Tous ceux qui me connaissent le savent et je ne m’apprête à révéler aucun scoop : j’ai une idole. J’en conviens, cet élan est problématique pour un rabbin qui ne cesse d’enseigner le refus de l’idolâtrie, la méfiance à l’égard de tout ce qui, dans la vie, nous fait prendre une partie pour un tout, un point de vue pour une vérité absolue.

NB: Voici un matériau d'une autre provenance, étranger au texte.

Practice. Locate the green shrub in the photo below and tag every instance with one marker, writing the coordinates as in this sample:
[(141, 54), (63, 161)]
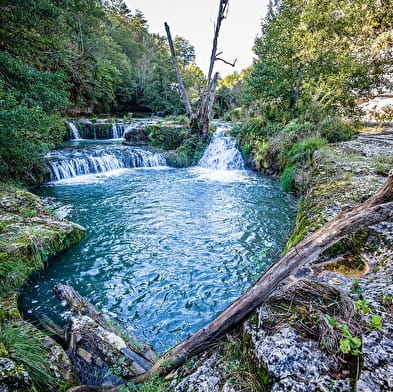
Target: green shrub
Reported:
[(299, 156), (188, 154), (26, 346), (166, 137), (302, 152), (287, 179), (335, 130)]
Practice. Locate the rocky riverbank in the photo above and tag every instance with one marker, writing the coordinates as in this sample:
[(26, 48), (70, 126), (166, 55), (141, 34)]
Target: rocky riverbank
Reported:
[(329, 327), (29, 236)]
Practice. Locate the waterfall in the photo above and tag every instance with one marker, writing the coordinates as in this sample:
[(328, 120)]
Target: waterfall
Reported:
[(118, 130), (74, 131), (72, 162), (222, 152)]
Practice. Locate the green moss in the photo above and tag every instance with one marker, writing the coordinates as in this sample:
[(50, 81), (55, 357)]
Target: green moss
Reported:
[(26, 346), (29, 238), (241, 368)]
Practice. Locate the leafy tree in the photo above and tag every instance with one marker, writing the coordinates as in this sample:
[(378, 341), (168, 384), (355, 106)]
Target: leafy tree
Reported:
[(184, 50), (314, 52)]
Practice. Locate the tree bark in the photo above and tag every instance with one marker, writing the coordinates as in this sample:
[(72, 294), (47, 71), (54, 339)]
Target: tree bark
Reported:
[(296, 93), (180, 84), (200, 121), (376, 209)]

Pourtant je ne cherche pas à m’en cacher : je voue un de ces « cultes » qui fait de moi une fan. Pour m’en justifier un peu, je m’abrite derrière la masse de ceux qui partagent cette dévotion, toutes celles et ceux qui partagent ma condition. C’est que mon idole, voyez-vous, est commune à bon nombre de mes proches. Elle est d’ailleurs partagée par une bonne partie de l’équipe Tenou’a (avec une mention spéciale pour l’ami Laurent S.) Au classement annuel des idolâtries nationales, la mienne arrive d’ailleurs systématiquement en première place. Elle se nomme Jean-Jacques Goldman.

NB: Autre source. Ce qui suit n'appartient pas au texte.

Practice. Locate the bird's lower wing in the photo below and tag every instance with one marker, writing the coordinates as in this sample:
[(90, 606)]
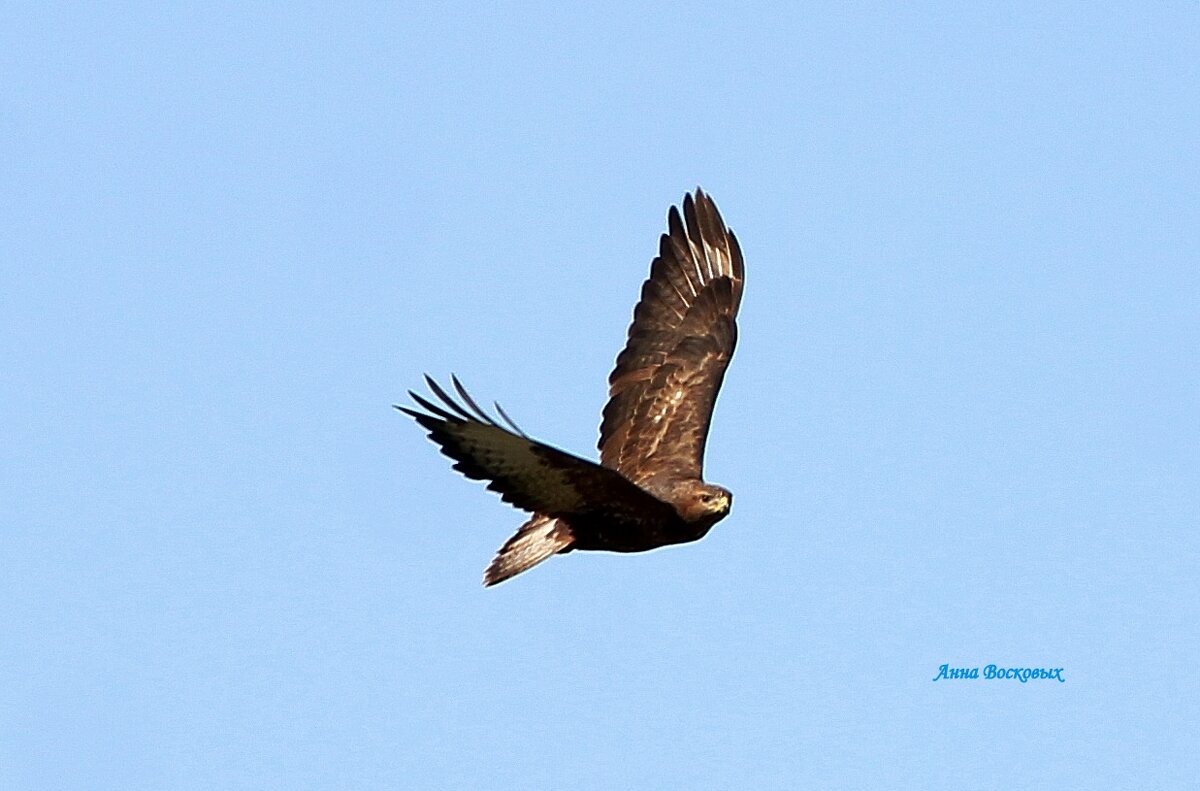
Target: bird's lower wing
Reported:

Fan de Jean-Jacques Goldman depuis si longtemps, j’ai pris l’habitude secrète (qui ne le sera plus tant que cela à partir de maintenant…) de glisser régulièrement des paroles de ses chansons au cœur de mes sermons rabbiniques aux moments les plus improbables et de tenter ainsi de détecter dans l’auditoire celles et ceux qui partagent ma fantaisie musicale. Les fidèles de ma synagogue ne s’en aperçoivent pas toujours. Certains ne remarquent pas forcément lorsque je commente la solitude de l’homme au début de la Genèse qu’Adam « marche seul, sans témoin sans personne, que ses pas qui résonnent ». Ils ne comprennent pas toujours pourquoi aux soirs de la fête de Hanoukka, j’affirme solennellement que ces bougies resteront « comme une lumière qui tiendra chaud dans nos hivers », ni pourquoi je les invite à revenir le lendemain à l’office de Shah’arit pour « encore un matin, qui ne sert (pas) à rien ». Qu’importe ! À chacun ses références culturelles et ses exégèses secrètes.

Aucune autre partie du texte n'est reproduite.